When the Constitutional Convention was convened in Philadelphia, May 14, 1787 and George Washington was elected President, Randolph, the Governor of Virginia, brought attention to paper money in his opening speech by reminding his listeners that the patriotic authors of the confederation did their work “In the infancy of the science of constitutions and confederacies, when the havoc of paper money had not been foreseen.” The eighth clause of the seventh article, in the first draft of the Constitution, was as follows:
“The legislature of the United States shall have the power to borrow money and emit bills on the credit of the United States.”
By refusing the power of issuing bills of credit, the door was shut, but not barred, on paper money by constitutional law. Although Congress was not authorized to issue notes of the United States, the borrowing clause left a means of borrowing notes of another entity into circulation. (e.g., a private bank).
The Convention took steps to remedy that situation and thereby, guarantee a substance for our domestic Common Law to function on matters involving money. This was done on the 28th of August 1787. The first draft of the Constitution had forbidden the states to emit bills of credit without the consent of Congress. On this date, Mr. Wilson and Mr. Sherman inserted, after the words “coin money” the words “nor emit bills of credit,” nor make anything but gold and silver coin a tender in payment of debts, and in their words, “making these prohibitions absolute.” Mr. Sherman went on to say that he “thought this a favorable crisis for crushing paper money. If the consent of the legislature could authorize emissions of it, the friends of paper money, would make every exertion to get into the legislature in order to license it.” After some discussion, Mr. Wilson’s and Mr. Sherman’s motion was unanimously agreed to by the convention. The result of this action appears in Article I, Section 10, Clause 1. Its most prominent feature is “No State shall make anything but gold and silver coin a tender in payment of debts.”

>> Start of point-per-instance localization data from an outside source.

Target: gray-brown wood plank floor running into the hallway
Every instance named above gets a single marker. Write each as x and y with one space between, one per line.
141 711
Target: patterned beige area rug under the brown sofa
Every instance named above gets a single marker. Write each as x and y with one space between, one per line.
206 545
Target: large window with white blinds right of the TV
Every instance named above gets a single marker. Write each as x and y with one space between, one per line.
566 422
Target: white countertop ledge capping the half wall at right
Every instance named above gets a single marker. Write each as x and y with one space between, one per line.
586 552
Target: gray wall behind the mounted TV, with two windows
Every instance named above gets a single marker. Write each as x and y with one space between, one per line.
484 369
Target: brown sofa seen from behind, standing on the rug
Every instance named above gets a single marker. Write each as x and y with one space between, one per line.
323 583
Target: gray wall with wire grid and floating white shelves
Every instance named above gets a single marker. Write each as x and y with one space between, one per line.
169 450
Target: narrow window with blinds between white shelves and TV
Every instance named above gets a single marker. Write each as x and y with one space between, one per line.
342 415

Following the constitutional convention, it took almost a year for the States to ratify the Constitution, mainly because they insisted on certain substantive Common Law rights and principles being specified in the Constitution. These rights and principles appear as the first Ten Amendments, called the Bill of Rights. Common Law, operating on money of substance, brought quick relief as documented by George Washington. He wrote in a letter dated June 13,1790, he wrote to Marquis de Lafayette: “You have doubtless been informed, from time to time, of the happy progress of our affairs. The principle difficulties seem in a great measure to have been surmounted.”